Before Albom started the regular visits to his former sociology professor, he had been moving forward on the path of successful career. He confesses that he was almost a workaholic because he believed that he could control his life and other things only when he had accomplishments (p. 17). It all began to change by those Tuesdays spent with dying Morrie.

The reader will be touched by the wisdom and insight of the old dying professor. To give you some examples, Morrie says, on the seventh Tuesday, “Aging is not just decay, you know. It’s growth” (p. 118). When he and the author talk about the perfect day on their thirteenth Tuesday, Morrie so rightly says, “Love is when you are as concerned about someone else’s situation as you are about your own” (p. 178). On another note on love, he says, “The most important thing in life is to learn how to give out love, and to let it come in” (p. 52).

I do not think Morrie was a Christian (or a believer) because, if he was, he would have definitely talked about the eternity that he was entering. So, he does not claim to know what will happen after his final breath. But his attitude toward the upcoming death is impressive. He sees himself as one on a great journey; he says, “I’m on the last great journey here–and people want me to tell them what to pack” (p. 33). He does not lose dignity even in the face of the incurable disease and imminent death.

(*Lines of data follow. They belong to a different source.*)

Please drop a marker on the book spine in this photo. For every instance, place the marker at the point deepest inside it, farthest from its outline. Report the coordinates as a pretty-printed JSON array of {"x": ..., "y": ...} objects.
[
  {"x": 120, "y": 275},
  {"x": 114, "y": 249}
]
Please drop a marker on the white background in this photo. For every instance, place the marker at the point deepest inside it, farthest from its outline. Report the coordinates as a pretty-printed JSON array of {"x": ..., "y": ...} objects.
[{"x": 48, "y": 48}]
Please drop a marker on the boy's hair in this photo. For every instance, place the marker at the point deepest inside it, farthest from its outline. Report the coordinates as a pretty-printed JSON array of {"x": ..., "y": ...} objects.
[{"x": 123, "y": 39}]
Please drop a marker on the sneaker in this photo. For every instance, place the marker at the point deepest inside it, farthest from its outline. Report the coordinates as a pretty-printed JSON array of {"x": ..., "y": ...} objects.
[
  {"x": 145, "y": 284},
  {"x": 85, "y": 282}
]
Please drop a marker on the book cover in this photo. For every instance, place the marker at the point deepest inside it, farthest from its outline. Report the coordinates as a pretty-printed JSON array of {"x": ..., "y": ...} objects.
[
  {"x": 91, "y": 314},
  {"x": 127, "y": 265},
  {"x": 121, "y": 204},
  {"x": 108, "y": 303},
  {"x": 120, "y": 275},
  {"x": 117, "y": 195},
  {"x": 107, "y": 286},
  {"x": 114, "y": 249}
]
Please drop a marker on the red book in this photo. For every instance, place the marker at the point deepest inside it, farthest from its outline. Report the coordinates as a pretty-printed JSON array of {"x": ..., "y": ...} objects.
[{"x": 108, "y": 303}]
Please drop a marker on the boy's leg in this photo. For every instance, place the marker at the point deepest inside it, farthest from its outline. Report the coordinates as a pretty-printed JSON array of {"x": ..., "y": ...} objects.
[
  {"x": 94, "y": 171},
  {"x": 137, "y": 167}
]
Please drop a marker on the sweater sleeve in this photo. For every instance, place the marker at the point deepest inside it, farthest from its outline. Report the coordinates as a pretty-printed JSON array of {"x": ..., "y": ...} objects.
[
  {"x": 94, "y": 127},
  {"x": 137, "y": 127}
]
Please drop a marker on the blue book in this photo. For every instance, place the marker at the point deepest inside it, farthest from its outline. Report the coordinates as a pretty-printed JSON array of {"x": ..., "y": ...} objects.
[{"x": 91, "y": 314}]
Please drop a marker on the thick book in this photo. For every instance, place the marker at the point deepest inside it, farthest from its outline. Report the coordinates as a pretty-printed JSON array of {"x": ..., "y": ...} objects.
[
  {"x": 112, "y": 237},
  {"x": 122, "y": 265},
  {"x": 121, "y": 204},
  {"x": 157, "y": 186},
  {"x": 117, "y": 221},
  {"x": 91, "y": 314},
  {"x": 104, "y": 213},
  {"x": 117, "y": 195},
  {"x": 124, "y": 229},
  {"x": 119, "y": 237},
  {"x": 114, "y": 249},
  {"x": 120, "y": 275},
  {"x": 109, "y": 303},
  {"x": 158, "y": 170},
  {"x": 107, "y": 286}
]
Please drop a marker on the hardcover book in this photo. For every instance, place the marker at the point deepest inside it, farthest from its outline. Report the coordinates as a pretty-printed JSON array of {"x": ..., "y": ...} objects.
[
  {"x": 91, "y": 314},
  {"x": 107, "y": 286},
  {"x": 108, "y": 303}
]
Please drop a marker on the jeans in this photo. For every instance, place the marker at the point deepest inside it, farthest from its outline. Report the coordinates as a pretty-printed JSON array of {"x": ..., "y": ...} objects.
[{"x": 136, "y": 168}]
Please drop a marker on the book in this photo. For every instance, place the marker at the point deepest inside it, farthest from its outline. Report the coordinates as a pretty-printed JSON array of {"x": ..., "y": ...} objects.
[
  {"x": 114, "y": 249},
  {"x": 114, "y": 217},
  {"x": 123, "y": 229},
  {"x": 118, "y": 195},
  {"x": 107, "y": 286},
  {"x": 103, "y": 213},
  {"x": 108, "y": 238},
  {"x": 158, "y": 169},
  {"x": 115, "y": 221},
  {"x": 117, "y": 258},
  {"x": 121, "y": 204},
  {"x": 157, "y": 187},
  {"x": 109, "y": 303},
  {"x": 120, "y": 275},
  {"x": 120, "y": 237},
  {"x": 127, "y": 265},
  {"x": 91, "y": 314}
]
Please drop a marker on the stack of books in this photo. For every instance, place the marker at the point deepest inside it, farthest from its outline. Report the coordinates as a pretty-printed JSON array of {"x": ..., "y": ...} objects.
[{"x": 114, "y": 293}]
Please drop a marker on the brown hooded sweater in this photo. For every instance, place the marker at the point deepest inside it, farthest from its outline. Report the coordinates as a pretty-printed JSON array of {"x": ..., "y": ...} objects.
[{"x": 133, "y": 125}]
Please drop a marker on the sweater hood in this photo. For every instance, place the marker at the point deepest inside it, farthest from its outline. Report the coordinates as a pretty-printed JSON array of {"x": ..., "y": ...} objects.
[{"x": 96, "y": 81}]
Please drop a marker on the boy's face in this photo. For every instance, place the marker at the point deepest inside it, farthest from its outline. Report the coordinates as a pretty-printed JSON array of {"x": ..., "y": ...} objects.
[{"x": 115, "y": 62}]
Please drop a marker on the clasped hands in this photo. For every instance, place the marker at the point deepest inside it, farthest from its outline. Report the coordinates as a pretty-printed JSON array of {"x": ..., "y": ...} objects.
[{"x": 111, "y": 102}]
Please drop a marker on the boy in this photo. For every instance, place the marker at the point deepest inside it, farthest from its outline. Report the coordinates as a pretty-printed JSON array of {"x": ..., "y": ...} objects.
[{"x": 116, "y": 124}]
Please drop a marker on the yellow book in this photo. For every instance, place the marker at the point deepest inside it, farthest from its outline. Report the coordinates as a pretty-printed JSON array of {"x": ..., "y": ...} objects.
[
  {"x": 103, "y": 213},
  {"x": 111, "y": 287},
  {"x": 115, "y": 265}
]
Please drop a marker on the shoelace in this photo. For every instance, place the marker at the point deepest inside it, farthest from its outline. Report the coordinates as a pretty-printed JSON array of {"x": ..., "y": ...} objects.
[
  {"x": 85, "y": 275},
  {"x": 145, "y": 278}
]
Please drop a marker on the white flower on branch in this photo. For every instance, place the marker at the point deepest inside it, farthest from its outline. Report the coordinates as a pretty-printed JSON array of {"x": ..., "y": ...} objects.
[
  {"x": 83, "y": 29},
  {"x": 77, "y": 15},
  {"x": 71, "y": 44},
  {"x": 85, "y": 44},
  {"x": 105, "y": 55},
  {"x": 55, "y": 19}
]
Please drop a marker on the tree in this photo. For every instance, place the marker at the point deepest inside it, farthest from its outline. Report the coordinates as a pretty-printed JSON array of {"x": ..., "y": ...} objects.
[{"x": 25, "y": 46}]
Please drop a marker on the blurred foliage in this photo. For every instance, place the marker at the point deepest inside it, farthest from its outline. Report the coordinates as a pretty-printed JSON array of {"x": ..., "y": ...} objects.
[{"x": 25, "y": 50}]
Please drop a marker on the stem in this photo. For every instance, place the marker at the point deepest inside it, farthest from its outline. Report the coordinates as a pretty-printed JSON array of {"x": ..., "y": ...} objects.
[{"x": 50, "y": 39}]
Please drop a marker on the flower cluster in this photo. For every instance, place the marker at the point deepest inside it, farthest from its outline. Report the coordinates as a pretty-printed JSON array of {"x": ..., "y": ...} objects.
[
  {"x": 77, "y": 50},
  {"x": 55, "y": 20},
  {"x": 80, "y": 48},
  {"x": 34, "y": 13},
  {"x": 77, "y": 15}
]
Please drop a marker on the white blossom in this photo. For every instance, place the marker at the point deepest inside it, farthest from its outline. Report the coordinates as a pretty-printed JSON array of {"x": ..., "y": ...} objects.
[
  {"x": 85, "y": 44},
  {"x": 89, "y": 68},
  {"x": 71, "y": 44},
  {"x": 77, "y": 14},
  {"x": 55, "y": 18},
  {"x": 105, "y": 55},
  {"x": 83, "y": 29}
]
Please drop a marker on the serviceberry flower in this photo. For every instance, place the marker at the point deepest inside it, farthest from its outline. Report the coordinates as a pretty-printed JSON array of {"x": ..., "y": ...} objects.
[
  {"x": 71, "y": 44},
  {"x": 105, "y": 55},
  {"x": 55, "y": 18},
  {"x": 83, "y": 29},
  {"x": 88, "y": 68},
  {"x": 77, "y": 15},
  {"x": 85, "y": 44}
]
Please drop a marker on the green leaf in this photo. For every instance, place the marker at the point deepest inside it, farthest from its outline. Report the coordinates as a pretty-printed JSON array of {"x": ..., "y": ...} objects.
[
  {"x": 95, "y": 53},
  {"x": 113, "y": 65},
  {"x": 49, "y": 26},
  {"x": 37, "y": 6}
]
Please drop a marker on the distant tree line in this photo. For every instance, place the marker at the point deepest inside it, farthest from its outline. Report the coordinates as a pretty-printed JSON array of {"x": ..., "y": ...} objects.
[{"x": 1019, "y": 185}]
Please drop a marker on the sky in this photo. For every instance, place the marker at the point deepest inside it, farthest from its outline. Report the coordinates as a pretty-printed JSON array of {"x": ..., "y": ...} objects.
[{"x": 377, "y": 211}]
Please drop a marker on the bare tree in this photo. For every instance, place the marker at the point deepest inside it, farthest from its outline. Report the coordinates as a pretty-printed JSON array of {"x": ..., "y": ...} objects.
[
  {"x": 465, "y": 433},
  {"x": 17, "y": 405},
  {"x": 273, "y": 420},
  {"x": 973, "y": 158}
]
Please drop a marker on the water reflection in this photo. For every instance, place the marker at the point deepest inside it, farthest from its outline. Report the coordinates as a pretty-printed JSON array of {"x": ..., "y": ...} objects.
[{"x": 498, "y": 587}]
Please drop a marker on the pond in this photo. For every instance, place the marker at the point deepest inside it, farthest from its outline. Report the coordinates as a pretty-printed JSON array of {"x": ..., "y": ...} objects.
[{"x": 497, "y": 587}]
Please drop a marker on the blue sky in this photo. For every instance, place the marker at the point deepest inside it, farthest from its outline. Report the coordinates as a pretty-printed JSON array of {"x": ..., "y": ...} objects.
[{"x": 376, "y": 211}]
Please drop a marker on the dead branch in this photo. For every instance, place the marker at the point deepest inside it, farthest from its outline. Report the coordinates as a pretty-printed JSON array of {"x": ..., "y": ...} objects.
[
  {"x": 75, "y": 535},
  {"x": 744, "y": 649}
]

Admirable Morrie’s attitude may be, however, I wonder if the author has succeeded in making his readers realize the sense of urgency that Morrie only indirectly describes: “‘Everyone knows they’re going to die,’ he said again, ‘but nobody believes it. If we did, we would do things differently’” (p. 81). I do not know what Morrie was really trying to convey because I myself did not spend those Tuesdays with him; all we have is the author’s record of his final days. But, if what Morrie was trying to say was the surefire reality of death, I think that the book ends up preventing–albeit unintentionally–the reader from apprehending it by his pensive and melancholy sketch of death. The cruelty of death and our dire need for the Savior are thus kept under the shadow of Albom’s captivating writing.